Everyone should have the opportunity to live in a safe, healthy, affordable home. Unfortunately, many people all over Washington have stories of denied opportunity, housing instability, and how poor policies have contributed to homelessness. No one can tell these stories like someone who's lived it. The Housing Alliance supports people who have experienced homelessness or housing instability in advocating for positive policy change.

Emerging advocates in Olympia learning about the intricate process of pulling a bill from committee to the floor.

Advocacy has a tremendous impact. According to Representative Gael Tarleton (36th - Seattle), "Advocacy is critical in making government work...Advocates bring the stories of how people will be impacted by the budget...We need to know what that really means for our community and we need advocates to do that. And remember, messages with a personal story stand out the most.”
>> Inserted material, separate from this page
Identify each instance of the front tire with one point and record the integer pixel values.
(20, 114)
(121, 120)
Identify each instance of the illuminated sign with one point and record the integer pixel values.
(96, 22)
Advocacy skills are easy to learn. The Emerging Advocates Program provides people who have experienced homelessness or housing instability with training and support to effectively make their voices heard in an advocacy context, while developing skills helpful in any environment. 

The Emerging Advocates Program offers: an on-the-ground introduction to the state capitol and the basics of the legislative process, deeper knowledge of key issues, support in developing your advocacy messages, experience contacting legislators, connections to the affordable housing and homelessness advocacy movement, and other opportunities depending on each advocate’s interests.

New for 2017: Emerging Advocates training can be completed at your own pace, by working to develop an advocacy skillset with support from Housing Alliance staff. While individually-based, the program includes a range opportunities to connect with other advocates. Contact program coordinator Alouise Urness alouise@wliha.org to get started*

*We currently have capacity to work with 10 Emerging Advocates at a time on their initial skillset development. If there are already 10 active participants when you apply and you meet the program criteria, you can sign up to be contacted once there’s an opening.

Priority will be given to individuals with personal experience of homelessness who are interested in engaging in legislative advocacy at the state level.

Here’s what a few participants had to say after completing Emerging Advocates training workshops:

“You have helped me see that I can do something about homelessness and about affordable housing disappearing. This program has helped me put all the tools together to make this mission possible. I believe that together we can make a difference.”
-Susan Russell

“This program helped me learn more about the legislative process and how to advocate, and gave me more knowledge about public speaking and meeting with policymakers. I especially enjoyed the trip to Olympia.”
-Nick Reyes

“The Emerging Advocates Program has made a huge impact on my advocacy for affordable housing because up until I took this class, I didn’t really know what advocacy was. I’d known something was wrong and needed to change, but I just assumed that the issues were beyond our grasp. This class taught me otherwise. It lit a fire under me to realize all the negative policy change that is going on, and it gave me the tools to do something about it.”
-Jenyfer Reese

“I’ve realized that I’m an expert on poverty and homelessness because I’ve been there. Also, actually caring is a priceless asset in social justice work, and I have that in spades. I’m inspired, motivated, and now have a few ideas to put my values into action.”
-Rebecca Snow Landa


Matthew Anderson, EAP graduate, leading a workshop on Housing and Homelessness issues.